Summary and Objective

Students will understand that the voting rights Americans have today came in distinct stages by creating a human timeline.

Materials & Resources

From the Collection:
Websites:

Teaching Plan

  1. Divide the class into heterogeneous groups of 3-5 students each.
  2. Each group will be asked to view 1-2 primary sources having to do with a specific chapter of United States Voting history (Woman’s Voting Rights, African American Voting Rights, American Indian Voting Rights, Chinese American Voting Rights, …). Depending on class size two different groups may be assigned the same primary source documents. For primary source images and documents from the American Centuries collection having to do with Women’s Suffrage, see Materials & Resources section above.

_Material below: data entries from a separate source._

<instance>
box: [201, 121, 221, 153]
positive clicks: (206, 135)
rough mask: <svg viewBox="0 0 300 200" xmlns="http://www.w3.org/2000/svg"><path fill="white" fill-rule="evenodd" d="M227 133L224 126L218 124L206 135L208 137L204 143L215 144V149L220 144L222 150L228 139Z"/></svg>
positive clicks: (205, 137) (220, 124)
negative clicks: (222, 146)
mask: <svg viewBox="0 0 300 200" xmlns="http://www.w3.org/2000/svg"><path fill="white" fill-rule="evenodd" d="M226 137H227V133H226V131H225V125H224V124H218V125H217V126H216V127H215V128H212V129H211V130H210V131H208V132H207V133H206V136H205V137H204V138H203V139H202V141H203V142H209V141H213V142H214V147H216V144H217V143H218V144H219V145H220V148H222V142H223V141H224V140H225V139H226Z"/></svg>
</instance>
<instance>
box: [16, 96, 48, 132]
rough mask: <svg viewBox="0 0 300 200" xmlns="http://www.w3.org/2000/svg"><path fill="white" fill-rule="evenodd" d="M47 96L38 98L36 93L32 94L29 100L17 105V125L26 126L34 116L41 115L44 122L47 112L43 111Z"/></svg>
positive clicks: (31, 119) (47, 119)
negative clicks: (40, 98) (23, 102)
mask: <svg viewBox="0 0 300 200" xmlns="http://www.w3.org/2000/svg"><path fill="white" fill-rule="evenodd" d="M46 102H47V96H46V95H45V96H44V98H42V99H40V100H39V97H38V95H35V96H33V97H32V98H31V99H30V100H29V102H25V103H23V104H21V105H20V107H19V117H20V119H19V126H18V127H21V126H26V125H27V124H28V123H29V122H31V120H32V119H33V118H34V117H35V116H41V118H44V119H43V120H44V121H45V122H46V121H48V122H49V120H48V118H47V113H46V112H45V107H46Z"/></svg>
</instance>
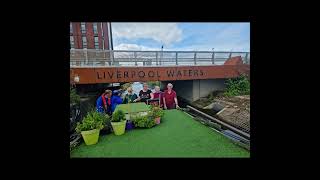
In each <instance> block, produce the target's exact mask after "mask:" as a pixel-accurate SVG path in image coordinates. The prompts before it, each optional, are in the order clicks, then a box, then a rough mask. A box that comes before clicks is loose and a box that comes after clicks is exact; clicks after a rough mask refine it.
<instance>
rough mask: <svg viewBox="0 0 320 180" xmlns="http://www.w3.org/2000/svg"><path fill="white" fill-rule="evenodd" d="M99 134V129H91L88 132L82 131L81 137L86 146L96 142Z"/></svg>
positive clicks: (97, 141) (96, 142)
mask: <svg viewBox="0 0 320 180" xmlns="http://www.w3.org/2000/svg"><path fill="white" fill-rule="evenodd" d="M99 133H100V130H99V129H93V130H90V131H82V132H81V135H82V137H83V140H84V142H85V143H86V145H92V144H96V143H97V142H98V139H99Z"/></svg>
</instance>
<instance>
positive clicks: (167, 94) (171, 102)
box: [163, 83, 179, 109]
mask: <svg viewBox="0 0 320 180" xmlns="http://www.w3.org/2000/svg"><path fill="white" fill-rule="evenodd" d="M167 88H168V89H167V90H165V91H164V93H163V106H164V109H175V108H179V106H178V99H177V94H176V92H175V91H174V90H173V89H172V88H173V85H172V84H171V83H168V85H167Z"/></svg>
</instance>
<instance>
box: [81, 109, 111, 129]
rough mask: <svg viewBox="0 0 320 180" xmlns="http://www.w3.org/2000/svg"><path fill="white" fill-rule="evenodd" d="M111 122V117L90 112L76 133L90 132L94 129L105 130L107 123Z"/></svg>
mask: <svg viewBox="0 0 320 180" xmlns="http://www.w3.org/2000/svg"><path fill="white" fill-rule="evenodd" d="M108 121H110V117H109V116H108V115H106V114H104V113H99V112H97V111H96V110H94V109H93V110H91V111H90V112H88V114H87V116H86V117H85V118H84V119H83V120H82V121H81V122H78V123H77V127H76V131H77V132H78V133H80V132H81V131H89V130H93V129H103V128H104V126H105V125H106V123H107V122H108Z"/></svg>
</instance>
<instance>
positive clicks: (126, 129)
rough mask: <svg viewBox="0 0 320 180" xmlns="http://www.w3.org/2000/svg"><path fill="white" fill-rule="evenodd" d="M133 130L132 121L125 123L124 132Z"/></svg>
mask: <svg viewBox="0 0 320 180" xmlns="http://www.w3.org/2000/svg"><path fill="white" fill-rule="evenodd" d="M133 128H134V124H133V122H132V121H127V124H126V130H131V129H133Z"/></svg>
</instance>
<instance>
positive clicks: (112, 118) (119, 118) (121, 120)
mask: <svg viewBox="0 0 320 180" xmlns="http://www.w3.org/2000/svg"><path fill="white" fill-rule="evenodd" d="M124 120H126V116H125V114H124V112H123V111H122V110H121V109H119V110H117V111H115V112H113V114H112V118H111V122H120V121H124Z"/></svg>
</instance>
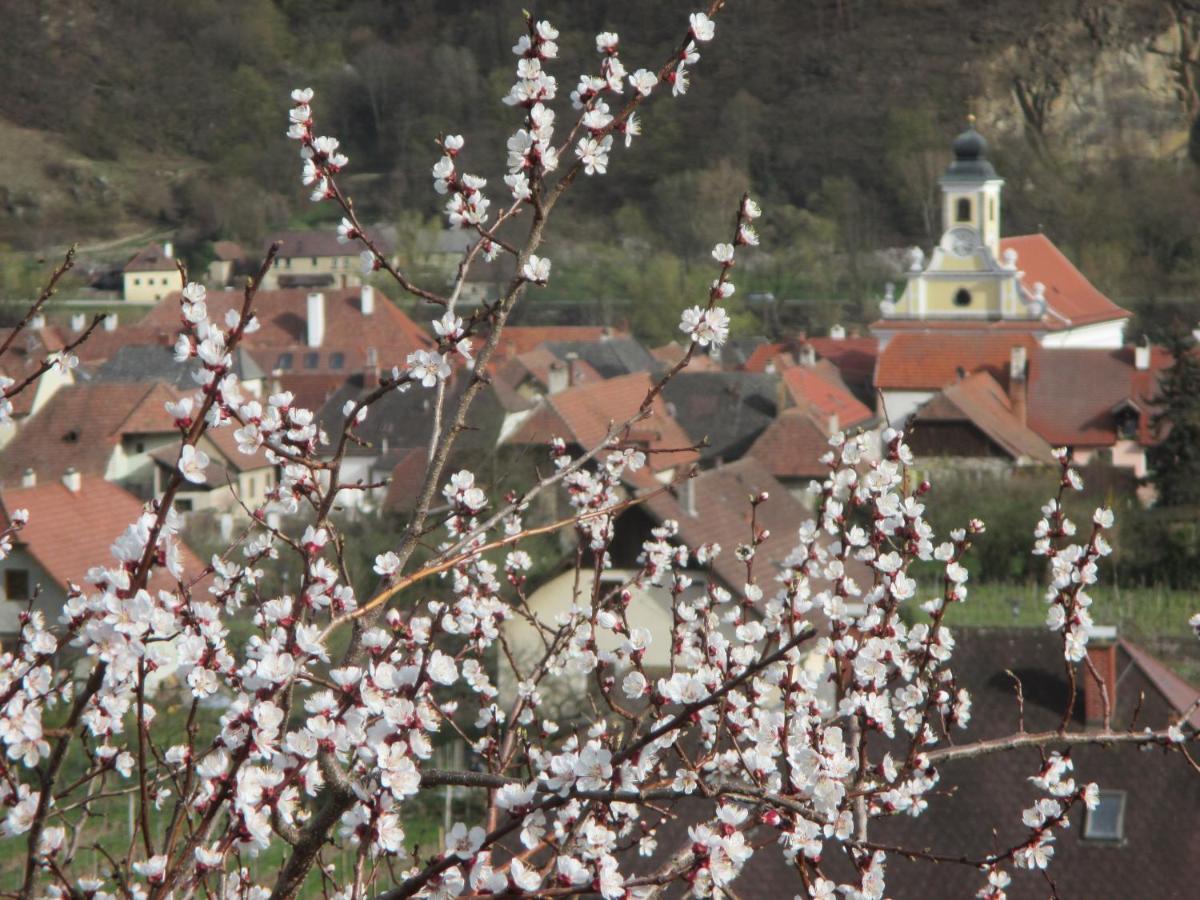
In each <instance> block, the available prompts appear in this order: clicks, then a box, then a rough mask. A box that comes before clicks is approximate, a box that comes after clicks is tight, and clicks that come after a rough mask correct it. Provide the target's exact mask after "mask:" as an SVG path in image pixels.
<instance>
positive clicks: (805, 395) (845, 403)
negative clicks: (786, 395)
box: [780, 364, 875, 430]
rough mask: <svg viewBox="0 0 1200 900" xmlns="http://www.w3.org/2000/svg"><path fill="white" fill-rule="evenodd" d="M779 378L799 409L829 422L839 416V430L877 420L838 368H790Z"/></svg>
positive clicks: (838, 419) (791, 399)
mask: <svg viewBox="0 0 1200 900" xmlns="http://www.w3.org/2000/svg"><path fill="white" fill-rule="evenodd" d="M826 365H830V366H832V364H826ZM780 377H781V378H782V379H784V386H785V388H786V389H787V394H788V396H790V397H791V400H792V402H793V403H796V406H798V407H805V408H809V409H811V410H812V412H814V413H816V414H818V415H822V416H824V418H826V419H827V420H828V419H830V418H832V416H836V419H838V428H839V430H845V428H852V427H854V426H856V425H863V424H864V422H868V421H870V420H871V419H874V418H875V413H872V412H871V410H870V408H868V407H866V404H865V403H863V402H862V401H859V400H858V397H856V396H854V395H853V394H851V392H850V390H848V389H847V388H846V385H845V383H842V382H841V379H840V378H839V376H838V371H836V368H834V370H833V371H832V372H822V371H818V370H817V367H815V366H814V367H809V366H788V367H787V368H785V370H784V371H782V372H781V373H780Z"/></svg>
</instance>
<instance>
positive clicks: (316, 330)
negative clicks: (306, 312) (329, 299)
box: [307, 290, 325, 347]
mask: <svg viewBox="0 0 1200 900" xmlns="http://www.w3.org/2000/svg"><path fill="white" fill-rule="evenodd" d="M307 313H308V317H307V324H308V346H310V347H320V344H322V342H323V341H324V340H325V295H324V294H322V293H320V292H319V290H314V292H313V293H311V294H308V308H307Z"/></svg>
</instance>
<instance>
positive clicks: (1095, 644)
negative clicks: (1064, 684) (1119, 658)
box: [1080, 625, 1117, 727]
mask: <svg viewBox="0 0 1200 900" xmlns="http://www.w3.org/2000/svg"><path fill="white" fill-rule="evenodd" d="M1087 660H1088V662H1091V664H1092V665H1091V666H1087V665H1086V664H1085V665H1084V666H1082V667H1081V668H1080V682H1081V683H1082V688H1084V719H1085V720H1086V722H1087V725H1088V726H1091V727H1102V726H1103V725H1104V694H1105V692H1106V694H1108V697H1109V713H1110V714H1111V713H1112V712H1115V710H1116V704H1117V630H1116V628H1114V626H1111V625H1108V626H1104V625H1093V626H1092V628H1091V630H1090V631H1088V640H1087ZM1092 668H1096V672H1097V674H1099V677H1100V678H1102V679H1103V682H1104V691H1102V690H1100V682H1098V680H1096V676H1093V674H1092Z"/></svg>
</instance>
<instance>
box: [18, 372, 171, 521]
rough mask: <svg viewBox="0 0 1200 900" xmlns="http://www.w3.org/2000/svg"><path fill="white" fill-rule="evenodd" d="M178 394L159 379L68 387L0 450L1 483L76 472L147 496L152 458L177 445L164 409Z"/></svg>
mask: <svg viewBox="0 0 1200 900" xmlns="http://www.w3.org/2000/svg"><path fill="white" fill-rule="evenodd" d="M178 397H179V394H178V392H176V391H175V390H174V389H173V388H170V386H168V385H166V384H162V383H160V382H151V383H144V382H143V383H132V384H131V383H119V382H112V383H103V384H76V385H71V386H65V388H62V389H60V390H59V391H58V392H56V394H55V395H54V396H53V397H52V398H50V401H49V402H48V403H47V404H46V406H44V408H42V409H41V410H40V412H38V413H37V415H34V416H30V418H29V419H28V420H26V421H25V422H24V424H23V425H22V427H20V430H19V431H18V432H17V434H16V437H13V439H12V440H10V442H8V444H7V445H6V446H5V448H4V450H2V451H0V485H4V486H6V487H13V486H16V485H19V484H22V482H23V480H24V479H25V478H26V475H28V474H29V473H28V470H30V469H31V470H32V473H34V475H35V476H36V478H37V479H38V480H41V481H49V482H53V481H56V480H59V479H61V478H62V476H64V475H65V474H66V473H67V472H68V470H72V469H73V470H74V472H78V473H79V474H82V475H83V476H85V478H88V479H92V480H102V481H113V482H116V484H119V485H121V486H122V487H126V488H127V490H130V491H132V492H133V493H136V494H137V496H138V497H142V498H149V497H151V496H152V493H154V467H155V462H154V458H152V457H151V454H152V452H154V451H155V450H158V449H160V448H163V446H168V445H178V443H179V430H178V428H176V427H175V424H174V420H173V419H172V416H170V415H168V414H167V410H166V408H164V404H166V403H167V402H168V401H173V400H176V398H178Z"/></svg>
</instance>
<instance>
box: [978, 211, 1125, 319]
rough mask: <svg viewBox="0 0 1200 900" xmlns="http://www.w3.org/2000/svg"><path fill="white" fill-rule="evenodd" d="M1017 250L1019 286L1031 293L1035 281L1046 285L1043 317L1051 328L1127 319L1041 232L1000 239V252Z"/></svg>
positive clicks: (1103, 294) (1122, 312) (1044, 235)
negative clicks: (1020, 281) (1075, 267)
mask: <svg viewBox="0 0 1200 900" xmlns="http://www.w3.org/2000/svg"><path fill="white" fill-rule="evenodd" d="M1007 250H1013V251H1016V268H1018V269H1019V270H1020V271H1022V272H1024V275H1022V276H1021V287H1024V288H1025V289H1026V292H1028V293H1031V294H1032V293H1034V290H1033V286H1034V284H1036V283H1038V282H1040V283H1042V284H1044V286H1045V300H1046V305H1048V306H1049V310H1050V313H1049V314H1048V316H1046V318H1045V319H1044V322H1045V325H1046V326H1048V328H1049V329H1051V330H1061V329H1063V328H1068V326H1069V328H1078V326H1080V325H1093V324H1097V323H1100V322H1112V320H1115V319H1127V318H1129V311H1128V310H1122V308H1121V307H1120V306H1117V305H1116V304H1115V302H1112V301H1111V300H1109V299H1108V298H1106V296H1105V295H1104V294H1102V293H1100V292H1099V289H1098V288H1097V287H1096V286H1094V284H1092V282H1090V281H1088V280H1087V278H1086V277H1085V276H1084V274H1082V272H1081V271H1079V269H1076V268H1075V266H1074V264H1073V263H1072V262H1070V260H1069V259H1067V257H1064V256H1063V254H1062V251H1060V250H1058V247H1056V246H1055V245H1054V241H1051V240H1050V239H1049V238H1046V236H1045V235H1044V234H1022V235H1018V236H1013V238H1004V239H1002V240H1001V241H1000V252H1001V254H1003V253H1004V251H1007Z"/></svg>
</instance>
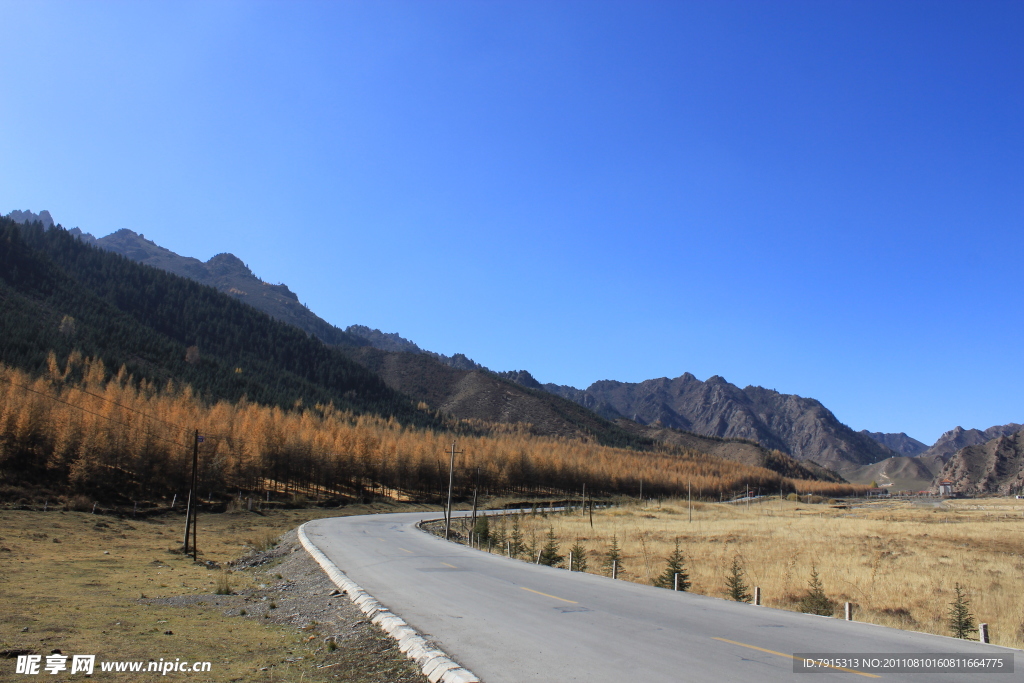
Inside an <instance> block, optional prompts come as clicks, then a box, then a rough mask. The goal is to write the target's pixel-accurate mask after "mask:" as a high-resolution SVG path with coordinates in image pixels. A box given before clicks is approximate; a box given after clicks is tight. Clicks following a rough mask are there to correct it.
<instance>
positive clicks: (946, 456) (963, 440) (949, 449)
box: [921, 422, 1024, 461]
mask: <svg viewBox="0 0 1024 683" xmlns="http://www.w3.org/2000/svg"><path fill="white" fill-rule="evenodd" d="M1021 429H1024V425H1019V424H1016V423H1014V422H1011V423H1010V424H1007V425H996V426H994V427H989V428H988V429H986V430H984V431H982V430H980V429H964V428H963V427H956V428H955V429H950V430H949V431H947V432H946V433H945V434H943V435H942V436H940V437H939V439H938V440H937V441H936V442H935V443H934V444H933V445H932V447H930V449H928V450H927V451H925V452H924V453H923V454H921V455H922V456H938V457H940V458H942V460H943V461H946V460H949V458H951V457H952V456H953V454H955V453H956V452H957V451H959V450H961V449H966V447H968V446H970V445H979V444H981V443H985V442H987V441H990V440H991V439H993V438H996V437H998V436H1005V435H1007V434H1013V433H1015V432H1018V431H1020V430H1021Z"/></svg>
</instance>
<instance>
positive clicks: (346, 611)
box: [138, 529, 427, 683]
mask: <svg viewBox="0 0 1024 683" xmlns="http://www.w3.org/2000/svg"><path fill="white" fill-rule="evenodd" d="M229 567H230V569H231V570H232V571H233V572H244V573H245V574H248V575H249V577H250V578H251V579H252V580H253V583H254V584H255V588H253V589H251V590H240V589H238V588H236V587H234V586H232V587H231V588H232V591H234V592H233V594H231V595H216V594H210V593H206V594H199V595H175V596H169V597H163V598H142V599H140V600H139V601H138V602H140V603H142V604H153V605H173V606H203V607H211V606H214V607H219V608H221V609H222V612H223V614H224V615H225V616H230V617H240V618H250V620H256V621H259V622H260V623H263V624H275V625H281V626H284V627H288V628H293V629H295V630H296V632H297V633H298V634H301V636H302V639H303V640H304V641H305V642H306V643H307V644H308V645H309V646H311V647H312V649H313V655H312V657H313V659H314V661H310V663H308V664H309V665H310V666H311V667H312V669H313V670H314V671H315V672H317V673H319V676H317V677H316V678H323V679H325V680H328V679H330V680H336V679H337V680H351V681H360V682H364V681H365V682H367V683H426V682H427V678H426V677H425V676H423V675H422V674H421V673H420V671H419V669H418V668H417V667H416V665H415V664H414V663H413V661H412V660H410V659H409V658H407V657H406V655H404V654H403V653H402V652H401V651H400V650H399V649H398V646H397V643H395V642H394V641H393V640H391V639H390V638H389V637H388V636H387V635H386V634H385V633H384V632H383V631H381V630H380V629H379V628H378V627H377V626H375V625H373V624H371V623H370V622H369V621H368V620H367V618H366V615H365V614H364V613H362V612H361V611H359V609H358V607H356V606H355V605H354V604H352V602H351V601H350V600H349V599H348V596H346V595H345V594H343V593H341V592H340V591H339V590H338V588H337V587H336V586H335V585H334V583H333V582H331V580H330V579H329V578H328V577H327V574H326V573H325V572H324V570H323V569H321V567H319V565H317V564H316V562H315V560H313V559H312V558H311V557H310V556H309V553H307V552H306V551H305V550H304V549H303V548H302V546H301V544H300V543H299V541H298V538H297V535H296V532H295V530H294V529H293V530H291V531H288V532H287V533H285V535H284V536H283V537H282V538H281V541H280V543H279V544H278V545H276V546H275V547H274V548H272V549H270V550H266V551H260V552H252V553H249V554H247V555H245V556H244V557H242V558H239V559H238V560H236V561H233V562H231V563H230V564H229ZM211 568H212V567H211ZM227 575H228V581H229V583H230V578H231V577H234V575H237V574H236V573H230V574H227ZM307 634H308V635H307ZM299 658H301V657H299ZM305 680H306V681H310V680H315V679H310V678H309V677H308V676H307V677H306V679H305Z"/></svg>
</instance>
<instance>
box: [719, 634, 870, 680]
mask: <svg viewBox="0 0 1024 683" xmlns="http://www.w3.org/2000/svg"><path fill="white" fill-rule="evenodd" d="M712 640H721V641H722V642H723V643H729V644H730V645H739V646H740V647H749V648H751V649H752V650H758V651H759V652H767V653H768V654H777V655H779V656H780V657H788V658H791V659H799V658H800V657H798V656H797V655H796V654H786V653H785V652H776V651H775V650H769V649H765V648H764V647H758V646H757V645H748V644H746V643H740V642H738V641H735V640H729V639H728V638H715V637H712ZM821 666H822V667H827V668H828V669H835V670H836V671H844V672H846V673H848V674H856V675H857V676H866V677H867V678H882V677H881V676H876V675H874V674H867V673H864V672H862V671H857V670H856V669H844V668H843V667H831V666H829V665H826V664H822V665H821Z"/></svg>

Use the second web link “15th Amendment to the Constitution” to find primary source materials having to do with African American suffrage; specifically, teachers may want students to look at the actual 15th Amendment and the political cartoon entitled “The First Vote”. The first web link has many resources to help students learn about Native American Suffrage and Chinese American Suffrage, among others. For resources relating to Chinese American Suffrage, students can also use the third website; a  primary source document that students might find useful is Mark Twain’s “Observations on Chinese Immigrants in California” (4th website).
  3. While viewing their group’s assigned primary sources, each group should discuss and write down their answers to the following focus questions: 1. What are the main ideas of each primary source? 2. From whose perspective do you believe the document is coming from? 3. At this time in history, who has the right to vote? Who does not? 4. Why do you think these issues are coming up at this time? 5. What historical events might have influenced people’s thinking about voting rights at the time your document was written?
  4. Teacher should then provide secondary source information about the key historical events and allow students to modify and augment their answers to Step 3. The “Timeline” (see first website link) would be a useful starting point.
  5. Next ask each student group to prepare a poster to present their findings to the rest of the class. Each poster should include significant dates, a visual image and the main ideas of their assigned readings.
  6. Have each group present their findings in the correct chronological order (i.e. in the order that significant portions of the American population actually gained access to the voting process). Ask students to take notes during each group’s presentation.
  7. After each group has presented their posters, have each student in the class pick a short excerpt from a variety of primary sources out of a hat. These can be the same documents used for Step 3 but also can include new readings having to do with United States Voting Rights. Then ask the class to construct a “human timeline”. Students should be encouraged to work together to try to get all of the quotations/excerpts into chronological order and demonstrate this order by standing in order from oldest to most recent.
  8. Lastly, each student should read their excerpt in order of their human timeline. Make corrections as necessary!